Fibulins are a newly recognized group of matrix proteins that interact with other matrix proteins outside of cells, including elastic fibers. Urban’s research is the first to associate fibulin-4 with recessive cutis laxa syndrome.

Urban and fellow researchers discovered the mutated fibulin-4 gene in a 2-year-old child who had inherited a recessive, mutated fibulin-4 gene from each parent. She was born with cutis laxa and multiple bone fractures and developed an aortic aneurysm, emphysema, hernia and lax joints.

“These clinical observations show that fibulin-4 is important for a variety of connective tissues,” Urban says. “A defect in any of the molecules necessary for elastic fiber formation could result in disease, such as cutis laxa.”

Urban plans to use the findings to manipulate the fibulin-4 gene in zebrafish to create a research model for studying recessive cutis laxa. The transparency of the developing zebrafish will allow the researchers to observe the role of fibulin-4 in causing cutis laxa in a zebrafish embryo.

“It’s possible that there is an early developmental dysfunction that causes cutis laxa,” Urban says. “In the zebrafish, we can see where the gene is activated, inactivate it and create a similar phenotype to what we have observed in the patient.”

Currently, there are no drugs to treat cutis laxa and no known preventive measures. The recessive form of cutis laxa is fatal because of the emphysema and the aortic aneurysms, which could lead to sudden death if they rupture. The only way to treat the disease is through cosmetic surgeries to repair the skin, although those often need to be repeated because of the continued laxness of the skin. Patients require lung transplant in cases of severe emphysema and surgical repair of an aortic aneurysm.

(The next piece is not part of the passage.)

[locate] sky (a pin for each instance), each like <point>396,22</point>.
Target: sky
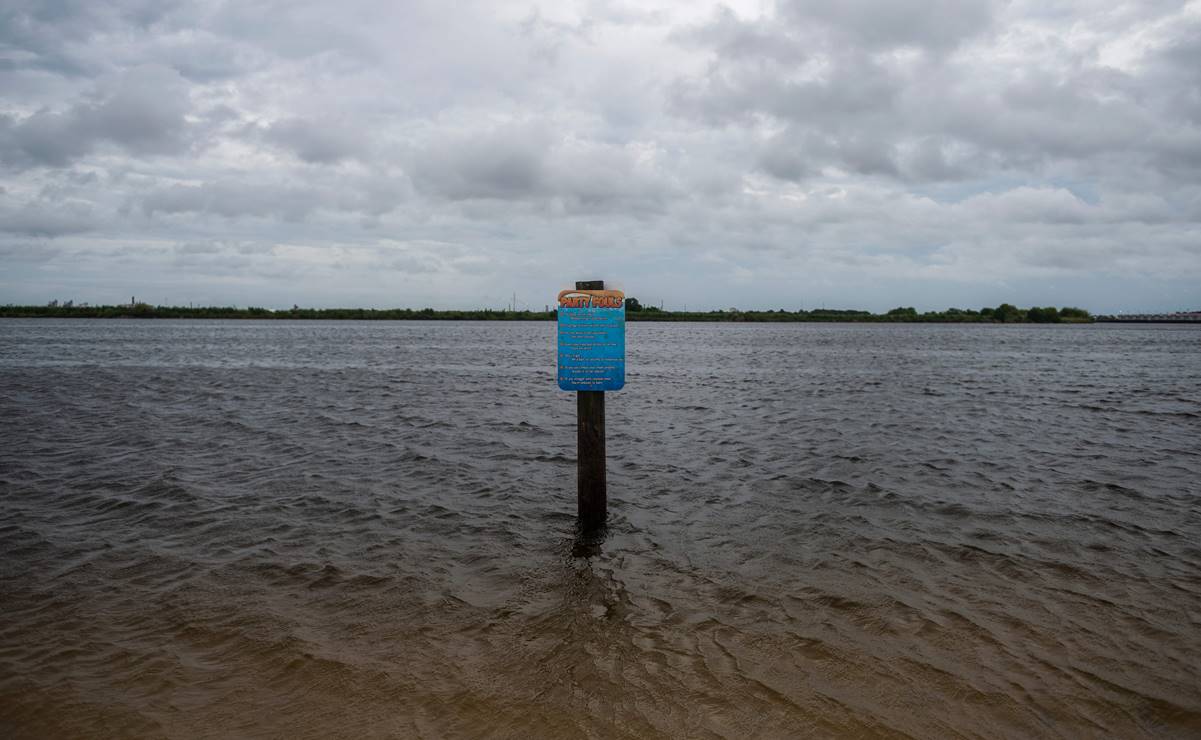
<point>758,155</point>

“Once we recreate the disease in zebrafish, we can look for drugs that might be beneficial to patients with this disorder and more common diseases like emphysema and then screen those drugs on the zebrafish,” says Urban.

Urban has established an International Center for the Study of Cutis Laxa at St. Louis Children’s Hospital, where a multi-disciplinary team treats patients and investigates additional genetic causes of this disorder. Other School of Medicine faculty involved in the center include Susan Bayliss Mallory, M.D., professor of pediatrics and of dermatology; Kathy Grange, M.D., and Michael R. DeBaun, M.D., both associate professors of pediatrics and experts in human genetics; and Mark C. Johnson, M.D., associate professor of pediatrics and expert in cardiology.

“Zsolt’s tremendous new findings are a wonderful example of the value in exploring the genetic mechanisms of rare diseases,” says Jonathan Gitlin, M.D., the Helene B. Roberson Professor of Pediatrics and Director of the Division of Genetics and Genomic Medicine at St. Louis Children’s Hospital. “Indeed, his work has great potential to provide insight into the causes of more common cardiovascular diseases in children. His innovative approach to then study disease mechanisms and therapeutics in the zebrafish is another example of the power of this model system to help us understand childhood disease.

“Using the Pediatric Zebrafish program, he will be able to go from the bedside to the bench and back again to offer new hope to affected children and their families,” Gitlin said. “This is the mission of the Genetics and Genomic Medicine Division.”


Washington University School of Medicine’s full-time and volunteer faculty physicians also are the medical staff of Barnes-Jewish and St. Louis Children’s hospitals. The School of Medicine is one of the leading medical research, teaching and patient care institutions in the nation, currently ranked fourth in the nation by U.S. News & World Report. Through its affiliations with Barnes-Jewish and St. Louis Children’s hospitals, the School of Medicine is linked to BJC HealthCare.

This research was funded by a grant from the National Institutes of Health.

Hucthagowder V., Sausgruber N., Kim K., Angle B., Marmorstein L., Urban Z. Fibulin-4: A novel gene for an autosomal recessive cutis laxa syndrome. The American Journal of Human Genetics Volume 79 June 2006.